Given that the designated doctor did not amend his IR certification from 28% to 20% and that there is no certification by any doctor that claimant’s IR is 20%, we reverse the hearing officer’s determination that the claimant’s IR is 20%.

Under section 408.125(c) the report of the designated doctor shall have presumptive weight unless the preponderance of the other medical evidence is to the contrary. The evidence reflects that the designated doctor misapplied the AMA Guides in assessing a 28% IR under Table 64. The designated doctor’s narrative report and subsequent responses indicate that he improperly combined values and assigned an IR over the maximum 20% whole person impairment allowed under Table 64 for angulations above 20 degrees. The 1989 Act requires that the determination of an IR be based on the applicable edition of the AMA Guides. Section 408.124.

The only other certification in evidence that can be adopted is from Dr. B, the RME doctor. Dr. B certified that the claimant’s IR is 8% under Table 41 and his certification is supported by the preponderance of the medical evidence.

We reverse the hearing officer’s determination that the claimant’s IR is 20% and we render a new decision that the claimant’s IR is 8% as certified by Dr. B, the RME doctor.
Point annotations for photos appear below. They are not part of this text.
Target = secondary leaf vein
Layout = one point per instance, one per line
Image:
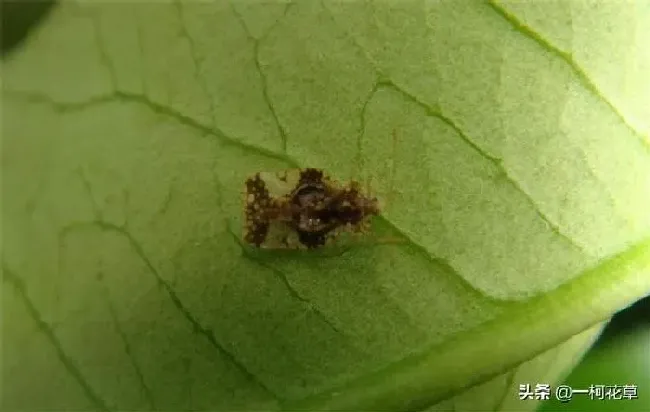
(567, 57)
(19, 286)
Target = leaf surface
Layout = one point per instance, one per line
(514, 164)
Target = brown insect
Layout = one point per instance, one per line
(303, 208)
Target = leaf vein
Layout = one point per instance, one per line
(496, 162)
(567, 57)
(19, 286)
(176, 301)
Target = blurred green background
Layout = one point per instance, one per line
(620, 356)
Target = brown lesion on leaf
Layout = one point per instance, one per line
(257, 201)
(317, 210)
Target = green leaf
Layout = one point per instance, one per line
(518, 180)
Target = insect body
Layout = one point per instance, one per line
(303, 208)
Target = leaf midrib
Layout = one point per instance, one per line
(419, 381)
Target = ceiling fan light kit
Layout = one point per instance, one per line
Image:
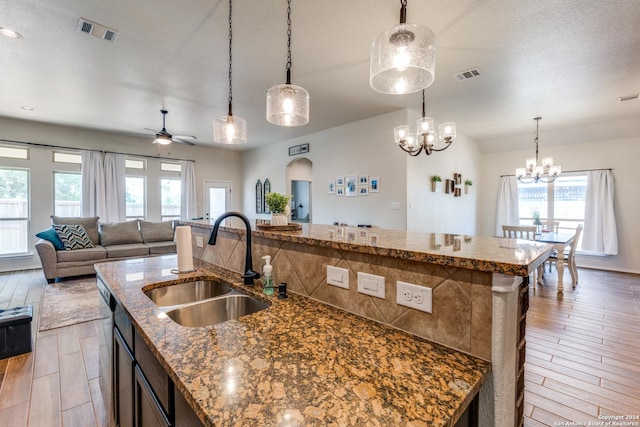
(403, 58)
(230, 129)
(288, 104)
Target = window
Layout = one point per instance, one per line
(170, 190)
(562, 200)
(67, 194)
(135, 197)
(14, 211)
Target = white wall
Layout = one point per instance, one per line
(210, 163)
(621, 155)
(365, 147)
(440, 212)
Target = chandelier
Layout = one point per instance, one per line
(287, 104)
(534, 172)
(403, 57)
(425, 136)
(230, 129)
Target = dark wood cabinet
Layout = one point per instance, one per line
(123, 371)
(148, 411)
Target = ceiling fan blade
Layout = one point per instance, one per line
(182, 141)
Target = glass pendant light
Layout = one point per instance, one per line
(287, 104)
(403, 57)
(230, 129)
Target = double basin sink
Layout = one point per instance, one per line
(203, 303)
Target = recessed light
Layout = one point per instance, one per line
(10, 33)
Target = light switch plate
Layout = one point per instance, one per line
(414, 296)
(337, 276)
(371, 284)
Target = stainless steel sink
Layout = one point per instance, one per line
(187, 292)
(216, 310)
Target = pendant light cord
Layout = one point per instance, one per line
(230, 42)
(288, 42)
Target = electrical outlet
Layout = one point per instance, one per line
(337, 276)
(370, 284)
(414, 296)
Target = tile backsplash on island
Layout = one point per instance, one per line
(462, 299)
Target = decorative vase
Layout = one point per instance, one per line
(279, 219)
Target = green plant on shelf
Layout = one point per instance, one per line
(277, 202)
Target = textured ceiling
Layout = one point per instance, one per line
(565, 60)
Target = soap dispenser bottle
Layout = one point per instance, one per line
(267, 279)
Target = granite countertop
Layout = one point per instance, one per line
(483, 253)
(299, 362)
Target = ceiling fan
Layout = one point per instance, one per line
(165, 138)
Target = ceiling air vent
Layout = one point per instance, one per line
(97, 30)
(628, 97)
(474, 72)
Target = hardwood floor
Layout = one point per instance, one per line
(583, 356)
(583, 350)
(57, 383)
The true corporate name of the insurance carrier is (a self-insured governmental entity) and the name and address of its registered agent for service of process is

JE
(ADDRESS)
(CITY), TEXAS (ZIP CODE).

Veronica L. Ruberto
Appeals Judge

CONCUR:

Thomas A. Knapp
Appeals Judge

Margaret L. Turner
Appeals Judge

1The AMA Guides, Section 3.2 The Lower Extremity on page 3/75 states: “Anatomic, diagnostic, and functional methods are used in evaluating permanent impairments of the lower extremity. While some impairments may be evaluated appropriately by determining the [ROM] of the extremity, others are better evaluated by the use of the [DBE] or according to test criteria.”

2We note that the hearing officer incorrectly states that Dr. W conceded that Dr. C could be correct. Dr. W’s response dated March 30, 2006 references Dr. B’s report, not Dr. C’s report.